Литмир - Электронная Библиотека
A
A

Разве не так же служила Тур? Мертвая Тур. Где она сейчас? Что стало с ее телом? В каком платье она лежит, в какой позе? Кто вспоминает ее в эту минуту? Может быть, никто, кроме меня?

А почему я думаю об этом?

Зачем мне эти мысли?

Мне неуютно с ними.

Я хочу избавиться от них.

Я хочу быть такой, какой была до того бала, когда услышала этот проклятый саксофон!

…Как трудно жечь дневник!

Очень трудно. Во-первых, потому, что он долго не хотел разгораться в еле теплящемся костре, оставшемся после вечернего пения на лужайке, – обложка и сама бумага оказались слишком плотными. Во-вторых, трудно было сделать это незаметно для других. Пришлось дождаться, пока все разойдутся, и сделать вид, что осталась прибрать лужайку после того, как старшие под присмотром Воспитательницы повели малышей в спальни.

В-третьих, я знала, что все равно придется взять новую, точно такую же тетрадь и начать записи заново – а это страниц сто, не меньше! Ведь надо же его сдать госпоже Директрисе в лучшем виде. А эти сто страниц придется выдумать.

То есть соврать в каждом слове. А нас не учили врать! Но если я сдам дневник в таком виде, как сейчас, меня ожидают стыд и позор. Все узнают, что я – первейшая врунья. Все узнают о поступке Лил, о дневнике Тур, о… о саксофоне и о том, что мы подглядывали за балами на крыше здания.

И тогда я умру. Стану недвижимой, как Тур.

Вот оно! Я пришла все-таки к правильной мысли, что Тур совершила нечто подобное, нечто такое, после чего нельзя жить.

Точно!

Ведь мне самой иногда хочется броситься вниз головой с ближайшей башни ЛПЖ. Вот до чего я докатилась.

Кажется, это заметили не только девочки из десятого секстета, но и Воспитательница, которая летом осталась одна на два этажа и постоянно жаловалась на усталость. Мы, старшие, помогали ей, как могли, и тоже страшно уставали, присматривая за малышами.

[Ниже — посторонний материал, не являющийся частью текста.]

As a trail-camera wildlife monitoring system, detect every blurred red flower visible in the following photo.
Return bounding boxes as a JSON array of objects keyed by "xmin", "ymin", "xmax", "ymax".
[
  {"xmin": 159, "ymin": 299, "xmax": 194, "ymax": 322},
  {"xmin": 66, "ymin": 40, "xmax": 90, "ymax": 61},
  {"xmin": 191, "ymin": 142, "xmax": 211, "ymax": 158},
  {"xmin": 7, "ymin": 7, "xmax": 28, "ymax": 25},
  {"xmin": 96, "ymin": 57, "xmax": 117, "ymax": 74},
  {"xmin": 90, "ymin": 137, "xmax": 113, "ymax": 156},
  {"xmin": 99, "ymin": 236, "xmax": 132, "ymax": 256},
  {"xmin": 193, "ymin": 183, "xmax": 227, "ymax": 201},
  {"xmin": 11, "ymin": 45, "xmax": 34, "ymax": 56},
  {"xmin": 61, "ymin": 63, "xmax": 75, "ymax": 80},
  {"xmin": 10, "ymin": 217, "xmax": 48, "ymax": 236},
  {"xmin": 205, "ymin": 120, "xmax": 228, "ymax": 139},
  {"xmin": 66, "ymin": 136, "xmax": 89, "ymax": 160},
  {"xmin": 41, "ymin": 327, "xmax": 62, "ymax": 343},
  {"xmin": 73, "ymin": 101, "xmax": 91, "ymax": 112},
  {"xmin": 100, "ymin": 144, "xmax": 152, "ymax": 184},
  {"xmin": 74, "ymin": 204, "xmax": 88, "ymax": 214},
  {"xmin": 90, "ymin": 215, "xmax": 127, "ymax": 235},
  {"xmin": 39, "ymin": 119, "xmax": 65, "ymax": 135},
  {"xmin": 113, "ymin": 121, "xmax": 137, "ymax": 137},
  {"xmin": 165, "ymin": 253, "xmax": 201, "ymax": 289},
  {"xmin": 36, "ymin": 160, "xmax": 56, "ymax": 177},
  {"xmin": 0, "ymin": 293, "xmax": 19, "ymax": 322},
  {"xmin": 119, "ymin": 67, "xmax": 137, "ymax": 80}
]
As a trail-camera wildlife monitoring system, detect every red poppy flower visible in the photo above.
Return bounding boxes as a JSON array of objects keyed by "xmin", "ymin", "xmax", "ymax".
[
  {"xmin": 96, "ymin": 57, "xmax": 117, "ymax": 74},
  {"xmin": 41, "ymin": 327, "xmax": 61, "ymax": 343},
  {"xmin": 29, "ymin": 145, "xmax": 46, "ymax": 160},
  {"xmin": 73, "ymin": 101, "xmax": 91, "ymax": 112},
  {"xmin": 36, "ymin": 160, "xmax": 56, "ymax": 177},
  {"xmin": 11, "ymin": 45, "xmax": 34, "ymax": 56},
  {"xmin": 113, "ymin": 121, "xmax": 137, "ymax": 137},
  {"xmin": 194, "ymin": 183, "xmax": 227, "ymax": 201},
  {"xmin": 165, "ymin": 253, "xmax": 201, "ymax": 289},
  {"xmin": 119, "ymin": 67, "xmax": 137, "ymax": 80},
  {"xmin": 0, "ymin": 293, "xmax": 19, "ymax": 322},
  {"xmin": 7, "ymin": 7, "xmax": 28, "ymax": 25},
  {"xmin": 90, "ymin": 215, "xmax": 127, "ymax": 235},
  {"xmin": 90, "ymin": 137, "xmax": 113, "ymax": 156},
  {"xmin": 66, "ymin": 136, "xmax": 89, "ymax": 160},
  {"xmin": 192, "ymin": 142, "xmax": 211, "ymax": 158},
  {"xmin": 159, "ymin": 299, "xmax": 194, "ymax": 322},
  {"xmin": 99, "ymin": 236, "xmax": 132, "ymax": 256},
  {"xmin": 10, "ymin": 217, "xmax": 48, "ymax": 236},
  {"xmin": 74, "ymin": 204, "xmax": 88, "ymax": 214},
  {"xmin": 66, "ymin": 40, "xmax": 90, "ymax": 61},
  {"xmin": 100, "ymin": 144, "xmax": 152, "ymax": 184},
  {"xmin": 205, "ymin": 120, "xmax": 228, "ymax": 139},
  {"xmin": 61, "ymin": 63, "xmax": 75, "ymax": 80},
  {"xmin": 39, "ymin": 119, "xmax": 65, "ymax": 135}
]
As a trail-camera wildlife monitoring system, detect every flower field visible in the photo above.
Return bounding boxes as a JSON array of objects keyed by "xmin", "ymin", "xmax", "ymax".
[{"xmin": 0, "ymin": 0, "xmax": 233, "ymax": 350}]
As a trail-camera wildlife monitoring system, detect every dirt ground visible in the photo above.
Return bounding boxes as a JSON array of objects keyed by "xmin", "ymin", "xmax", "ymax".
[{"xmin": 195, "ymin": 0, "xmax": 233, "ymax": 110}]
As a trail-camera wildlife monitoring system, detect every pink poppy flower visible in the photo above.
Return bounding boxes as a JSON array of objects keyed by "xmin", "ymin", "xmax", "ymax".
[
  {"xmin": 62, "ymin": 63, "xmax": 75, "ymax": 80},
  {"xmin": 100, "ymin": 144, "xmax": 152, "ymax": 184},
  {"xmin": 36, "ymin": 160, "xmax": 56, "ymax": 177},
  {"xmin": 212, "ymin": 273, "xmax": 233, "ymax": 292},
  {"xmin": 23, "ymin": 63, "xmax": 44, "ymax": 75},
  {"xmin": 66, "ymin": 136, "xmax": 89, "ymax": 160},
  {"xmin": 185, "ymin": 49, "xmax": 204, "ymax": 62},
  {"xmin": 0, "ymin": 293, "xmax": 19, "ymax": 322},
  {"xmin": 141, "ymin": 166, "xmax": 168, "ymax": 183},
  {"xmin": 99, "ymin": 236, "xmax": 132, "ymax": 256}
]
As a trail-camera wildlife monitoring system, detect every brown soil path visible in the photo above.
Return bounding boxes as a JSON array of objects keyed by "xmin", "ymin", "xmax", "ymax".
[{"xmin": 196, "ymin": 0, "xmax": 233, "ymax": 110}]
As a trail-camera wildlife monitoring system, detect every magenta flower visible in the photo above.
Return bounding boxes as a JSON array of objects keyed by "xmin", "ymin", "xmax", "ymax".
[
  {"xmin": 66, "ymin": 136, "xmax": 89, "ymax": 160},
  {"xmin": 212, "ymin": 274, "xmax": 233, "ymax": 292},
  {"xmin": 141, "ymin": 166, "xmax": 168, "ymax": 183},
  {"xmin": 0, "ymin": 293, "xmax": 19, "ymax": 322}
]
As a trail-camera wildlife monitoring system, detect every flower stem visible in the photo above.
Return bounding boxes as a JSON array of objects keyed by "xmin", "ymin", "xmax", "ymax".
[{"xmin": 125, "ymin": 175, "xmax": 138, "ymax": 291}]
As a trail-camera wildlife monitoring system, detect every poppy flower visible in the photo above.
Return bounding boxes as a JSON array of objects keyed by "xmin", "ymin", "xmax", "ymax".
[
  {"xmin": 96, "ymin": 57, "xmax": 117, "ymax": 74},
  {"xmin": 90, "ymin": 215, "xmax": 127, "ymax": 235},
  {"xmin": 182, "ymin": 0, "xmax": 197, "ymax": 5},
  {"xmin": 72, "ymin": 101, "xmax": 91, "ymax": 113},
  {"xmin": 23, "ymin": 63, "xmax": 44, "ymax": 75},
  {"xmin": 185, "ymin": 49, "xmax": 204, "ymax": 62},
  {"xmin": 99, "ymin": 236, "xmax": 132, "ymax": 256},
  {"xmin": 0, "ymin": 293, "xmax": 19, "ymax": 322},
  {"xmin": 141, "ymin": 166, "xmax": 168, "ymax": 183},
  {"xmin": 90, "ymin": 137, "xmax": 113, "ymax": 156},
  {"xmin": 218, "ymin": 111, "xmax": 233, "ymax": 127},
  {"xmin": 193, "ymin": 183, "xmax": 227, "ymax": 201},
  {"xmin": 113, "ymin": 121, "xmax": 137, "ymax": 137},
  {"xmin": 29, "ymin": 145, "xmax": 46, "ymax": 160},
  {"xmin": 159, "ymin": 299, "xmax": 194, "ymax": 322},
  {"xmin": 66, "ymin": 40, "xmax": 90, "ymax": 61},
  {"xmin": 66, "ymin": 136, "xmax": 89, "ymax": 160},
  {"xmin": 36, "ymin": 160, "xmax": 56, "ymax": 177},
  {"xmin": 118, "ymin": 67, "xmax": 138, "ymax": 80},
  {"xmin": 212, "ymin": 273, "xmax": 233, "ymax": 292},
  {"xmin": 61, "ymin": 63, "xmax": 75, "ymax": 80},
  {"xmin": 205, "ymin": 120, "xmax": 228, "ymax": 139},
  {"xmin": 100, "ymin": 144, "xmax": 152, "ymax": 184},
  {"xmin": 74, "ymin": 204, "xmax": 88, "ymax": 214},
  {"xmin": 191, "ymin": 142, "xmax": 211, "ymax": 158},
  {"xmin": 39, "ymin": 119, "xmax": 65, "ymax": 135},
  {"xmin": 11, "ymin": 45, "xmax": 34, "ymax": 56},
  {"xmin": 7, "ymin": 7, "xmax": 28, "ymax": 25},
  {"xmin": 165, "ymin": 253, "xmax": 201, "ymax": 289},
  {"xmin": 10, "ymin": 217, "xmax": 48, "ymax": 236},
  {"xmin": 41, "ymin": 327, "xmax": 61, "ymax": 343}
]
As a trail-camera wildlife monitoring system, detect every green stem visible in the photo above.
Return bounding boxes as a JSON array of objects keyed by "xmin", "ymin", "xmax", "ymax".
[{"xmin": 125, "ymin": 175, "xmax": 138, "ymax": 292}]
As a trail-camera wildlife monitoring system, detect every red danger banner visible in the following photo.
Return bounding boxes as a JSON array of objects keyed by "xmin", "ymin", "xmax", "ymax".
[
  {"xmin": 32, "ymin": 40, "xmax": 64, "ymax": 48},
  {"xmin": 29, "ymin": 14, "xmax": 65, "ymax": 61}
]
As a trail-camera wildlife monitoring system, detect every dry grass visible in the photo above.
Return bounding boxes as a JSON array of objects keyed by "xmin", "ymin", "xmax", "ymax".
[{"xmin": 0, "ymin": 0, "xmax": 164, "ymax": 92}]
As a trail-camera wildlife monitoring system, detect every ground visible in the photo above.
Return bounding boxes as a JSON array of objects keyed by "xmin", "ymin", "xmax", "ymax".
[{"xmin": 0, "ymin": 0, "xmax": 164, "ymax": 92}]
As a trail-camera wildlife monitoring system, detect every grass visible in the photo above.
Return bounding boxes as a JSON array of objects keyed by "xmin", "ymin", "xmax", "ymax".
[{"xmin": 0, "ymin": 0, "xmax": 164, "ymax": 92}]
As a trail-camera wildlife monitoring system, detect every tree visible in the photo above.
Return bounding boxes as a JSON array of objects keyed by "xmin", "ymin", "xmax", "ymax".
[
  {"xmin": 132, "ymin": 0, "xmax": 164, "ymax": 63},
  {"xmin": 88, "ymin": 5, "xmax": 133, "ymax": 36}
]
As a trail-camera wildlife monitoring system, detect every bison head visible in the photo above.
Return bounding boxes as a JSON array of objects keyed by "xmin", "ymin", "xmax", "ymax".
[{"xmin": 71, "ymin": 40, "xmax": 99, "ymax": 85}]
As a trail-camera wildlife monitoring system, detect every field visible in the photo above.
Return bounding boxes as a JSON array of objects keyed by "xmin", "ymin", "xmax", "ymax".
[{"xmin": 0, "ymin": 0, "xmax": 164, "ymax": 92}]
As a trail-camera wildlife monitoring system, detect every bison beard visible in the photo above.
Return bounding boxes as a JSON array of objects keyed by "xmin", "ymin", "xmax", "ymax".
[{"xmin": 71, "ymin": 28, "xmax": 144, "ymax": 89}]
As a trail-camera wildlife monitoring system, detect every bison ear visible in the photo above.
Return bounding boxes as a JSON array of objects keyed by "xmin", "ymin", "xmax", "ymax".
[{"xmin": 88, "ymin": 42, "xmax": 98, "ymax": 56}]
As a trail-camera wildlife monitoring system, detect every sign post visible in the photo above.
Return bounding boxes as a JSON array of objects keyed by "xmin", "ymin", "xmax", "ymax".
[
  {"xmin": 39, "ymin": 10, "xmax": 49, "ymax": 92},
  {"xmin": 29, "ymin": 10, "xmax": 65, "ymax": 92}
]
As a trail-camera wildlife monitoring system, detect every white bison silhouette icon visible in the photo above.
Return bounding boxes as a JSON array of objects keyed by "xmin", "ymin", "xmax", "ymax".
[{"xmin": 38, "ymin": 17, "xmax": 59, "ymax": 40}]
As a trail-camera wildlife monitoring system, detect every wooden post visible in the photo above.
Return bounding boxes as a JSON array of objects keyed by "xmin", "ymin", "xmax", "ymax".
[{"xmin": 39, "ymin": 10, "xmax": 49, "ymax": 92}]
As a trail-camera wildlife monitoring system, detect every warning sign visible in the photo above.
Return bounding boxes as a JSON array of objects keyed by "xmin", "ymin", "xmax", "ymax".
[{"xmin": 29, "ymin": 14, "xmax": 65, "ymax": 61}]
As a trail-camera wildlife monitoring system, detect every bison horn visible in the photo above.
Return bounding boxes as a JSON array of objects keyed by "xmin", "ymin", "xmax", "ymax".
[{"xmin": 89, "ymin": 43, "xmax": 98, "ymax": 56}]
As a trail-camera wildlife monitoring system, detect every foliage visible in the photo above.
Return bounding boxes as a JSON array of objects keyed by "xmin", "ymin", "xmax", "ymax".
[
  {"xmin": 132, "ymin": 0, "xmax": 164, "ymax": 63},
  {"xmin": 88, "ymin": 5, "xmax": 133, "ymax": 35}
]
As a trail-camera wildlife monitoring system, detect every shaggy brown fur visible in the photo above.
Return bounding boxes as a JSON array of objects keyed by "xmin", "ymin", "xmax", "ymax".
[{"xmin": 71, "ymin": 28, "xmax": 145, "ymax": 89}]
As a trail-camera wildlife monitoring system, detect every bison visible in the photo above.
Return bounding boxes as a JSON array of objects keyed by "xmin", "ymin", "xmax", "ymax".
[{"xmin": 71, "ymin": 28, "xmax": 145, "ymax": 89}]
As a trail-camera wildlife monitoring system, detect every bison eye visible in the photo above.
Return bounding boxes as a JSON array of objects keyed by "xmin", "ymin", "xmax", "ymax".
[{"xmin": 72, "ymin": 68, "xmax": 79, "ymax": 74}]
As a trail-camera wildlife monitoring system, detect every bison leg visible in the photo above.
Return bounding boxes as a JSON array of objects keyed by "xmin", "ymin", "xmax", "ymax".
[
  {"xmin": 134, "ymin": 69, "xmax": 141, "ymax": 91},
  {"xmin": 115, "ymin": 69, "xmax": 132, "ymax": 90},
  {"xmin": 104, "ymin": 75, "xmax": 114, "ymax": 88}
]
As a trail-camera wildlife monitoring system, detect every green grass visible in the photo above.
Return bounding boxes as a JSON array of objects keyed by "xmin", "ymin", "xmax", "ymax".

Но что значит эта усталость в сравнении с тем, как напрягались мои бедные мозги, нагруженные различными вопросами.

Перед тем как сжечь дневник, я ночью перечитала его при свете луны, чтобы еще раз прочувствовать всю глубину своего падения. Следующим вечером сожгла его. Даже пепел собрала и зарыла в саду. А когда жгла, черная струя горького дыма коварно вползла в мое сердце и принесла мне два решения, от которых я стала еще хуже, еще страшнее по сравнению с остальными.

Первое: эти сто или больше страниц я… перепишу из книжки «Катина любовь», немного изменяя слова и предложения!

Второе. Об этом я боюсь даже думать.

Потому что второе решение прямо пахнет гарью, как в аду.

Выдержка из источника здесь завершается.